Saturday, 7 July 2012 00:00 -     - {{hitsCtrl.values.hits}}

The number of Sri Lankan refugees returning home with the UNHCR’s help dropped during the first half of 2012, compared with the same period last year. This, together with the rising number of asylum seekers, contributes to the conundrum of making people feel at home in Sri Lanka.

The latest statistics show that 662 individuals voluntarily returned to Sri Lanka with the UNHCR’s help during the first six months of this year to end-June, nearly a third less than the same period in 2011, when 962 refugees returned.  A total of 1,728 Sri Lankan refugees returned under the UNHCR’s facilitated voluntary repatriation programme in 2011.

The UNHCR has insisted that it is difficult to determine why the numbers of refugees returning to Sri Lanka have fallen since it is an individual decision to return home based on individual considerations. Yet, the fact that fewer refugees are returning and more asylum seekers are leaving Sri Lanka three years after the end of the war warrants some consideration.

The overwhelming majority of refugees are returning from Indian Government-run refugee camps in the South Indian state of Tamil Nadu, with a handful returning from Malaysia, Georgia and Hong Kong. The refugees are mainly returning to Trincomalee, Mannar, Vavuniya and Jaffna Districts, with smaller numbers returning to Kilinochchi, Batticaloa, Colombo, Mullaitivu, Puttalam and Kandy.

According to the UNHCR’s statistics, at end-2011, there were 68,152 Sri Lankan refugees living in 112 camps in Tamil Nadu and another 32,467 living outside the camps. Worldwide there are more than 136,000 Sri Lankan refugees living in 65 countries.

On one hand, many of the internally displaced in the country have made strides towards a normal life, but, on the other, many are yet to return to their lands of origin and most of them face long-term challenges of livelihood as well as holistic security.

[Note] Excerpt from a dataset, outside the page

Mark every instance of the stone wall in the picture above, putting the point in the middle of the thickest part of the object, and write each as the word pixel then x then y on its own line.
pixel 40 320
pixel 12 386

There is a strong need to find economical ways of bringing these people back home, especially after the ferry service between India and Sri Lanka was stopped, and assisting them to re-establish themselves in their former homes. Greater awareness of the security environment in the north and east as well as economic opportunities in these areas could encourage them to return to Sri Lanka. 

However, they must be assured of physical and social security. This means that implementation of the Lessons Learnt and Reconciliation Commission (LLRC) recommendations as well as other mechanisms such as the impartial rule of law and political autonomy will go a long way in assuaging their fears of being victimised.

Sri Lanka is also among countries hosting refugees and asylum seekers, with 88 refugees and 243 asylum seekers registered with the UNHCR, according to its mid-June figures. These numbers are small compared with other Asian countries such as Pakistan, which hosts some 1.7 million refugees.

Nonetheless, there are ever-increasing numbers of Sri Lankans attempting to illegally crossover into other countries, particularly Australia, which means that they are contributing to increasing the number of refugees in the world. This is feeding a growing market for human smuggling or trafficking that is a dangerous trend that must be arrested to prevent the public being led astray and victimised.

One could argue that this is the new frontier of managing refugees in Sri Lanka for the island is now creating refugees by means other than war. Economic and social causes are the main reasons for this and while it is not as big a problem as the conflict, there is a common need to develop long-term solutions for both the asylum seekers and internally displaced within Sri Lanka.